New ideas push Ohio to esports gambling forefront

By Josh Walfish

Ohio State Senator Kirk Schuring introduced the bill that would greatly expand sports betting in the state, with 40 licenses being available for an initial $1 million fee and $500,000 fees in the second and third years of operation.

Half of the available licences will be available for casinos and other establishments that can already legally take a bet in Ohio. The other half would be aimed at the sportsbooks that would need to build physical locations in Ohio once sports gambling laws are passed to take advantage of the new online sports gambling laws. 

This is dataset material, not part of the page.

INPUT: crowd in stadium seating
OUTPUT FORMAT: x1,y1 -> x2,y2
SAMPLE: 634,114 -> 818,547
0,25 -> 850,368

Two executives from the publicly traded Esports Entertainment Group testified before the Ohio Senate in relation to this bill. During their testimony, EEG’s chief financial officer Dan Marks and vice president of strategy Jeff Cohen mentioned the company’s recent partnership with the Cleveland Cavaliers announced last month. The duo also talked about the company’s plans to build several Helix Centers in the state to promote esports and bring their Vie esports betting platform to the state.

What this means for the United States

After Cohen and Marks testified in Columbus, EEG’s CEO Grant Johnson sent out a statement, which said in part, “We believe Ohio can form a model for innovation and investment in esports that other states will follow.” Indeed that is the hope for EEG, whose main focus is on growing the esports community and the world of professional video gaming. It is putting a lot of money into Ohio as the test case for the rest of the United States when it comes to adding esports options in the country.

Ohio’s bill is also the first to allow licence holders to have uncapped online sportsbook partnerships. That means that those holding licences in Ohio can partner with as many online sportsbooks as they desire, which would open up the market for online sports betting in the state and create more competition. This would allow more retail shopping of odds from a wider variety of betting entities.

The one potential issue for the esports industry is the bill would prohibit wagering on events featuring participants under the age of 18. The gaming industry is on the younger end, though none of the major teams in esports employ minors. It shouldn’t have a large effect on the betting scene but it is something to keep an eye on as the bill progresses through the Ohio legislature.

What’s coming next?

This bill still has a long way to go until it is implemented in Ohio. EEG’s testimony came in front of the Ohio Senate’s Select Committee on Gaming, so the bill not only has to get out of the subcommittee but then must also pass the full Senate and full state house before being signed by Governor Mike DeWine. Once signed, it will likely not take effect until 2022 at the earliest as sportsbooks begin trying to purchase licenses and Ohio builds the infrastructure required to handle the increase in gambling activities. 

The battle of regulation for the sports betting industry in Ohio will be one of the major sticking points after it derailed the same bill last year. As the bill currently stands, the Casino Control Commission would oversee the sportsbooks and not the lottery, but the bill would allow the lottery to create $20 betting pools with winnings divided from losing wagers similar to the existing games from the Ohio Lottery. The uncapped partnerships are another hot-button topic that will surely be debated many times before the bill is passed.

Many eyes throughout the country will be on Ohio as these debates continue because the state’s eventual bill will likely be a template for future legislation. There are many unique ideas that Ohio is presenting, thanks in some small part of EEG’s commitment to the area, and any success Ohio has will be copied by the other states as sports gambling grows in the United States.